Stal Mielec to bez wątpienia najbardziej utytułowany klub w II lidze i jeden z bardzo zasłużonych klubów dla polskiego piłkarstwa, w którym grało wielu znakomitych piłkarzy z Grzegorzem Lato na czele.
Ostatni raz Radomiak ze Stalą mierzył się w sezonie 2013/2014. 13 października 2013 roku zieloni przegrali w Mielcu 0:1 po golu Sebastiana Łętochy. W rewanżu przy Struga nasz zespół wygrał 2:1, a gola na wagę zwycięstwa strzelił wówczas w ostatniej minucie doliczonego czasu gry Grzegorz Wojdyga.
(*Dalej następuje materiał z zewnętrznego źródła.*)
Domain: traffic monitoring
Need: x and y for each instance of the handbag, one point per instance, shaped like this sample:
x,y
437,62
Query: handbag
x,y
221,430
Tamtego meczu bez wątpienia miło nie wspomina Dariusz Brągiel, który po bardzo ostrym zagraniu jednego z zawodników Stali doznał groźnej kontuzji, która wyeliminowała go z gry na kilkanaście tygodni.
Po raz pierwszy w historii oba kluby spotkały się w sezonie 1983/1984. Pierwszy mecz odbył się w Mielcu i było to spotkanie ostatniej 15. kolejki rundy jesiennej. Zespół prowadzony przez trenera Józefa Antoniaka jechał do Mielca jako lider tabeli i po bezbramkowym remisie został mistrzem jesieni. Spotkanie to rozgrywane było przy elektrycznym oświetleniu. Radomiak obawiając się zaskoczenia i nie będąc przyzwyczajonym do grania w takich warunkach, dwa dni wcześniej trenował wieczorem na boisku Wisły w Puławach, a w przeddzień meczu przeprowadził krótką rozgrzewką przy włączonym oświetleniu.
Rewanżowemu meczowi towarzyszyły piękne chwile. Bo to właśnie po zapewnieniu sobie cztery dni wcześniej awansu do I ligi, w niedzielę 24 czerwca 1984 roku przed ostatnim meczem sezonu na stadionie przy Struga miała miejsce feta z okazji historycznego awansu i największego jak dotąd sukcesu w historii klubu. Sam mecz zszedł na dalszy plan, ale świeżo upieczony I-ligowiec wygrał 2:0 po golach Pawła Zawadzkiego i Andrzeja Niedziółki.